Participants underwent an in-home interview and a comprehensive ophthalmologic examination. Visual impairment in the cataract-operated eye was defined by presenting visual acuity (PVA) of 20/40 or less or best-corrected visual acuity (BCVA) of 20/40 or less. The association of cataract extraction status (aphakic, pseudophakic) and severity of visual impairment was evaluated. Risk indicators associated with visual impairment by BCVA in the worse-seeing cataract-operated eye were evaluated.
Visual acuity, causes of visual impairment, and risk indicators associated with visual impairment.
Of the 261 participants with at least one cataract extraction and a complete clinical examination, 100 (38%) participants had undergone a unilateral extraction and 161 (62%) had undergone bilateral extractions. The prevalence of visual impairment was 41% (n = 107) defined by BCVA and 60.5% (n = 158) defined by PVA in the worse-seeing cataract-operated eye, and 32.2% (n = 136) defined by BCVA versus 48.1% (n = 203) defined by PVA in all cataract-operated eyes. Uncorrected refractive error, age-related macular degeneration, and diabetic retinopathy were the primary causes of visual impairment, accounting for 49% in worse-seeing cataract-operated eyes and 57% in all cataract-operated eyes. Self-reported history of glaucoma, barriers to eye care, and unmarried participants were independent risk indicators associated with visual impairment (P<0.05).

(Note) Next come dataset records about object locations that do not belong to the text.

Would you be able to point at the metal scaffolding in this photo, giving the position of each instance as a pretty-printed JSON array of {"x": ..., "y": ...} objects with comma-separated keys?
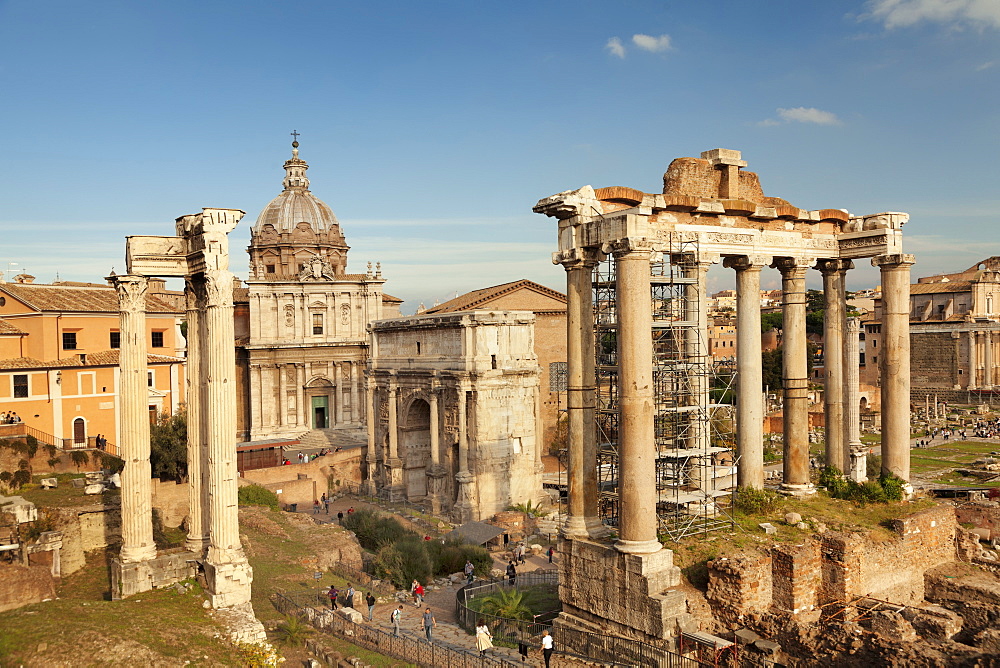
[{"x": 695, "y": 466}]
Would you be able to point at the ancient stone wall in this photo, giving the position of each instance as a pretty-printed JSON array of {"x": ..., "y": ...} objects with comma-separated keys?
[{"x": 835, "y": 566}]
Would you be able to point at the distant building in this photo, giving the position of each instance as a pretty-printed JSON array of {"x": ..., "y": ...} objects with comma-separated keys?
[{"x": 59, "y": 358}]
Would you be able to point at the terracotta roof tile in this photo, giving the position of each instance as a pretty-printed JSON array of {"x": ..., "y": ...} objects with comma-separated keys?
[
  {"x": 478, "y": 298},
  {"x": 74, "y": 298}
]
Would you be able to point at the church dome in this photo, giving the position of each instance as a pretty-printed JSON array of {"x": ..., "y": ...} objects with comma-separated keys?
[{"x": 296, "y": 204}]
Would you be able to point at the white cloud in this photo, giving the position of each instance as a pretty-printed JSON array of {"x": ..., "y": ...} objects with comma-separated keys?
[
  {"x": 615, "y": 47},
  {"x": 808, "y": 115},
  {"x": 652, "y": 44},
  {"x": 904, "y": 13}
]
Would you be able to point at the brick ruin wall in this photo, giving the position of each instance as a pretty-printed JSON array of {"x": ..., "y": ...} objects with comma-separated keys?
[{"x": 834, "y": 566}]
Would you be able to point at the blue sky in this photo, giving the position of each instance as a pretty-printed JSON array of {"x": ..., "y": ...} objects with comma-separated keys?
[{"x": 432, "y": 127}]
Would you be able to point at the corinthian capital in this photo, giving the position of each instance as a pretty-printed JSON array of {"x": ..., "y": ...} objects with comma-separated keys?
[{"x": 131, "y": 292}]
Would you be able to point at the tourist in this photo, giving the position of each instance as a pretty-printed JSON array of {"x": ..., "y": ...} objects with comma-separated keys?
[
  {"x": 429, "y": 624},
  {"x": 333, "y": 594},
  {"x": 484, "y": 639},
  {"x": 547, "y": 647},
  {"x": 396, "y": 618},
  {"x": 349, "y": 597}
]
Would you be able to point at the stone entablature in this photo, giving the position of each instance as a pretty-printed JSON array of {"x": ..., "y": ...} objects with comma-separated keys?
[{"x": 454, "y": 404}]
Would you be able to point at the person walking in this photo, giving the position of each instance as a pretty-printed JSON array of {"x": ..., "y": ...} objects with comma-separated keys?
[
  {"x": 396, "y": 617},
  {"x": 349, "y": 597},
  {"x": 547, "y": 647},
  {"x": 429, "y": 624},
  {"x": 333, "y": 594},
  {"x": 511, "y": 573},
  {"x": 484, "y": 639}
]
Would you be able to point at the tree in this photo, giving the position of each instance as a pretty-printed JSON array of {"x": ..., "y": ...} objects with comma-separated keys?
[{"x": 168, "y": 446}]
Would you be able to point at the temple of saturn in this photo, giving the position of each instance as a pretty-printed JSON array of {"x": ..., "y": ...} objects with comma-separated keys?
[
  {"x": 200, "y": 254},
  {"x": 710, "y": 211}
]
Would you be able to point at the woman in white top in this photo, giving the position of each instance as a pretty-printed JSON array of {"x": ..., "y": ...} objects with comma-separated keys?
[
  {"x": 484, "y": 639},
  {"x": 547, "y": 647}
]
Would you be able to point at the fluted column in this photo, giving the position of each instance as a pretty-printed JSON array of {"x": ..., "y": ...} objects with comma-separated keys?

Despite cataract surgery, a significant proportion of participants had residual visual impairment. Refractive correction eliminated visual impairment in 15% to 20% of the participants, demonstrating the need for regular ophthalmologic examinations in cataract-operated patients.

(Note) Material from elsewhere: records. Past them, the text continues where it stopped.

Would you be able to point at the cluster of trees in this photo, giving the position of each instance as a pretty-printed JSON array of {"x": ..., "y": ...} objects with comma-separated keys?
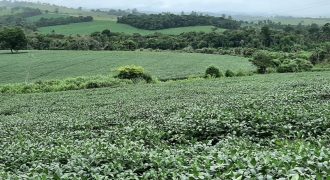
[
  {"x": 13, "y": 39},
  {"x": 167, "y": 20},
  {"x": 43, "y": 22},
  {"x": 118, "y": 12},
  {"x": 248, "y": 38},
  {"x": 19, "y": 17},
  {"x": 282, "y": 63}
]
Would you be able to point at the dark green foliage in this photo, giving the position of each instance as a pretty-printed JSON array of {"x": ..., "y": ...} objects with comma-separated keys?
[
  {"x": 13, "y": 39},
  {"x": 241, "y": 73},
  {"x": 229, "y": 73},
  {"x": 133, "y": 72},
  {"x": 213, "y": 71},
  {"x": 262, "y": 60},
  {"x": 63, "y": 85},
  {"x": 164, "y": 21},
  {"x": 106, "y": 32},
  {"x": 288, "y": 66},
  {"x": 261, "y": 127}
]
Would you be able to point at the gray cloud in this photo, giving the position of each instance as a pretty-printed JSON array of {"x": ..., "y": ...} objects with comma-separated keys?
[{"x": 270, "y": 7}]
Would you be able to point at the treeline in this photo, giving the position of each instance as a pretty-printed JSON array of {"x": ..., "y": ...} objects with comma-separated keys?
[
  {"x": 167, "y": 20},
  {"x": 118, "y": 12},
  {"x": 43, "y": 22},
  {"x": 303, "y": 38},
  {"x": 19, "y": 17}
]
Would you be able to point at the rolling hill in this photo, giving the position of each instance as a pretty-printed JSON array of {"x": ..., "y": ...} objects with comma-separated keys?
[
  {"x": 41, "y": 65},
  {"x": 99, "y": 25}
]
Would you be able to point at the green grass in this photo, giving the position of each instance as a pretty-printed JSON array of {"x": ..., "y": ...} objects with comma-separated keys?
[
  {"x": 47, "y": 16},
  {"x": 288, "y": 20},
  {"x": 100, "y": 25},
  {"x": 260, "y": 127},
  {"x": 43, "y": 65}
]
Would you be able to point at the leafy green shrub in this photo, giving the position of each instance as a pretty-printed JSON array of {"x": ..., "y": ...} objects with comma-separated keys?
[
  {"x": 213, "y": 71},
  {"x": 288, "y": 66},
  {"x": 133, "y": 72},
  {"x": 304, "y": 65},
  {"x": 262, "y": 60},
  {"x": 297, "y": 65},
  {"x": 63, "y": 85},
  {"x": 229, "y": 73},
  {"x": 240, "y": 73}
]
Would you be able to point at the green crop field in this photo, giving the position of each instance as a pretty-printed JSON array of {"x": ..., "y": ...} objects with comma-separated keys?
[
  {"x": 259, "y": 127},
  {"x": 42, "y": 65},
  {"x": 47, "y": 16},
  {"x": 100, "y": 25}
]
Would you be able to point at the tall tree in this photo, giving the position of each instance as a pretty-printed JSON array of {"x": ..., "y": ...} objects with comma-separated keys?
[
  {"x": 13, "y": 39},
  {"x": 266, "y": 35}
]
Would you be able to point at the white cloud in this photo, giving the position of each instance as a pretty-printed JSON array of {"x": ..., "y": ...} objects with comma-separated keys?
[{"x": 281, "y": 7}]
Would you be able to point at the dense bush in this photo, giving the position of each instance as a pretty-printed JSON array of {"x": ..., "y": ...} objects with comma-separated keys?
[
  {"x": 262, "y": 60},
  {"x": 133, "y": 72},
  {"x": 63, "y": 85},
  {"x": 295, "y": 65},
  {"x": 229, "y": 73},
  {"x": 213, "y": 71},
  {"x": 288, "y": 66}
]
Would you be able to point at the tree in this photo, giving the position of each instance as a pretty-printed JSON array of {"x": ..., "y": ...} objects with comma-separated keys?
[
  {"x": 262, "y": 61},
  {"x": 266, "y": 35},
  {"x": 13, "y": 39}
]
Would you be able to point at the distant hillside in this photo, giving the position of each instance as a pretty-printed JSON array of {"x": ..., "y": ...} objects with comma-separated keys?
[
  {"x": 6, "y": 9},
  {"x": 99, "y": 25},
  {"x": 285, "y": 20}
]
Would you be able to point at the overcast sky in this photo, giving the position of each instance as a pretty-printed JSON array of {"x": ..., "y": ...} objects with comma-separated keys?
[{"x": 271, "y": 7}]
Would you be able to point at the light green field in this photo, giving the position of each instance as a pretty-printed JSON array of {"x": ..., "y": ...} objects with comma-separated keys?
[
  {"x": 41, "y": 65},
  {"x": 47, "y": 16},
  {"x": 99, "y": 25},
  {"x": 61, "y": 9},
  {"x": 289, "y": 20}
]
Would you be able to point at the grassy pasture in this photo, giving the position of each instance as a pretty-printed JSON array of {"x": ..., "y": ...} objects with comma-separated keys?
[
  {"x": 260, "y": 127},
  {"x": 99, "y": 25},
  {"x": 43, "y": 65},
  {"x": 47, "y": 16}
]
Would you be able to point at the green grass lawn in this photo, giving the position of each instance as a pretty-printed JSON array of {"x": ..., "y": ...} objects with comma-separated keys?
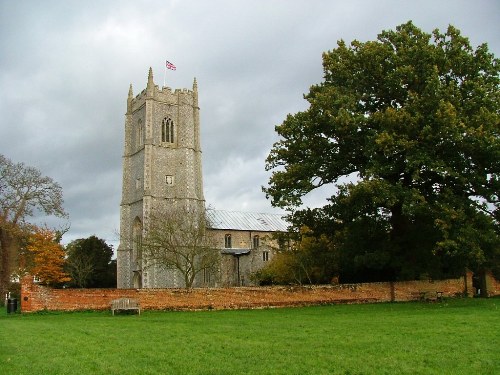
[{"x": 452, "y": 337}]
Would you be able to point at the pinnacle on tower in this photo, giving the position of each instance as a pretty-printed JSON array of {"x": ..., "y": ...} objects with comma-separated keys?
[{"x": 151, "y": 85}]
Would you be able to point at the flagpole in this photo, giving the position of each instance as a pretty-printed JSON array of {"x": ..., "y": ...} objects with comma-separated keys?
[{"x": 165, "y": 75}]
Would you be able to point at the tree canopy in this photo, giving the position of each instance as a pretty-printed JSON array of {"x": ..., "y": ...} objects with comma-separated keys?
[
  {"x": 90, "y": 263},
  {"x": 177, "y": 239},
  {"x": 48, "y": 257},
  {"x": 411, "y": 122}
]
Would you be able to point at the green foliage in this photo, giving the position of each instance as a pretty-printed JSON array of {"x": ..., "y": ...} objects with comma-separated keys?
[
  {"x": 24, "y": 192},
  {"x": 89, "y": 263},
  {"x": 310, "y": 260},
  {"x": 412, "y": 121},
  {"x": 453, "y": 337}
]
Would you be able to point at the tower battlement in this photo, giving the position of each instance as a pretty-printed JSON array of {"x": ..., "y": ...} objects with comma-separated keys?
[{"x": 161, "y": 168}]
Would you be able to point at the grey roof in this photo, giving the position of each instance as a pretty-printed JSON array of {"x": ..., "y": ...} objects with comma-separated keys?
[
  {"x": 236, "y": 220},
  {"x": 236, "y": 252}
]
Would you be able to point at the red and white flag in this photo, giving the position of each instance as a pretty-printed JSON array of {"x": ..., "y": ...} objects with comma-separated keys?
[{"x": 169, "y": 65}]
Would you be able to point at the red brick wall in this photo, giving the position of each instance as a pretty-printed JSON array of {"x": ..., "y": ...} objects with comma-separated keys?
[
  {"x": 35, "y": 297},
  {"x": 492, "y": 285}
]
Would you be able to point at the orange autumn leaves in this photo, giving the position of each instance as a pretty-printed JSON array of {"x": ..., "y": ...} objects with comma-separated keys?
[{"x": 48, "y": 257}]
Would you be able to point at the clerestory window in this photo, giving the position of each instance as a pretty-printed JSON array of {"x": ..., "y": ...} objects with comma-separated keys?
[
  {"x": 256, "y": 242},
  {"x": 227, "y": 241}
]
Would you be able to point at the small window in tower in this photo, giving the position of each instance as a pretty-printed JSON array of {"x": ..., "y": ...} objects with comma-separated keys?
[
  {"x": 140, "y": 133},
  {"x": 256, "y": 242},
  {"x": 206, "y": 275},
  {"x": 227, "y": 241},
  {"x": 167, "y": 130}
]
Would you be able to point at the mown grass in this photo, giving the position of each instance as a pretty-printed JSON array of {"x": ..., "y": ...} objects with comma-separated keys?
[{"x": 451, "y": 337}]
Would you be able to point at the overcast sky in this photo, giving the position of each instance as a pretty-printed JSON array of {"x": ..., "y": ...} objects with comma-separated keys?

确定白内障手术后患眼视力损害的患病率、主要病因及风险指标。
基于人群的成年拉丁裔横断面研究。
261例接受白内障摘除术的参与者。
参与者接受了一次家庭访谈和一次全面的眼科检查。白内障手术后患眼的视力损害定义为最佳矫正视力(BCVA)为20/40或更低或矫正视力(PVA)为20/40或更低。评估白内障摘除状态(无晶状体眼、人工晶状体眼)与视力损害严重程度之间的关联。评估与视力较差的白内障手术后患眼的BCVA相关的视力损害风险指标。
视力、视力损害原因以及与视力损害相关的风险指标。
在261例至少接受过一次白内障摘除术且临床检查完整的参与者中,100例(38%)接受了单侧摘除,161例(62%)接受了双侧摘除。在视力较差的白内障手术后患眼中,BCVA定义的视力损害患病率为41%(n = 107),PVA定义的患病率为60.5%(n = 158);在所有白内障手术后患眼中,BCVA定义的患病率为32.2%(n = 136),PVA定义的患病率为48.1%(n = 203)。未矫正的屈光不正、年龄相关性黄斑变性和糖尿病视网膜病变是视力损害的主要原因,在视力较差的白内障手术后患眼中占49%,在所有白内障手术后患眼中占57%。自我报告的青光眼病史、眼部护理障碍以及未婚参与者是与视力损害相关的独立风险指标(P<0.05)。
尽管进行了白内障手术,但仍有相当比例的参与者存在残余视力损害。屈光矫正消除了15%至20%参与者的视力损害,这表明白内障手术患者需要定期进行眼科检查。